Published on Taipei Times
http://www.taipeitimes.com/News/worldbiz/archives/2005/10/04/2003274449

New alliance plans to digitize mass of books

INTERNET LIBRARY: Yahoo is leading an unlikely grouping of enthusiasts who aim to convert hundreds of thousands of books into digital format for use on the Internet

NY TIMES NEWS SERVICE, NEW YORK
Tuesday, Oct 04, 2005, Page 12

An unusual alliance of corporations, nonprofit groups and universities planned to announce an ambitious plan yesterday to digitize hundreds of thousands of books over the next several years and put them on the Internet, with the full text accessible to anyone with a computer.

The effort is being led by Yahoo, which appears to be taking direct aim at a similar project announced by its archrival, Google, whose own program to create searchable digital copies of entire collections at leading research libraries has run into a series of challenges since it was announced nine months ago.

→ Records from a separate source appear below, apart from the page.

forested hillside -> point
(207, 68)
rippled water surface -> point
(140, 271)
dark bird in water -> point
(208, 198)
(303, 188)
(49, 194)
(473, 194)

The new project, called the Open Content Alliance, has the wide-ranging goal of digitizing historical works of fiction along with specialized technical papers. In addition to Yahoo, its members include the Internet Archive, the University of California and the University of Toronto, as well as the National Archive in England and others.

The digitization of print materials has been a continual effort on the part of various research libraries for the last several years. But the potential power of the new collaboration lies in the collective ability of many institutions to compare and cross-reference materials, said Daniel Greenstein, librarian for the California Digital Library at the University of California.

"This is the kind of platform we've been looking for for a long time," Greenstein said.

"Libraries digitize their stuff and put it up, but none of the libraries have comprehensive collections of everything. Now we can say: `We have this particular edition of Mark Twain, but it's not as good as that one over there,' and we add it to the collection," Greenstein said.

The Library of Congress, for instance, has one of the largest library collections in the world, but even that collection is incomplete. "It's all about gap-filling and collection development," Greenstein said.

The announcement establishes a new round in the battle between Yahoo and Google over index size -- the number of documents that can be found in a search engine's database.

Yet the new project's approach differs from Google's in several ways. Once a book has been digitized, Yahoo will integrate the content into its index and provide an engine for the group's Web site, www.opencontentalliance.org.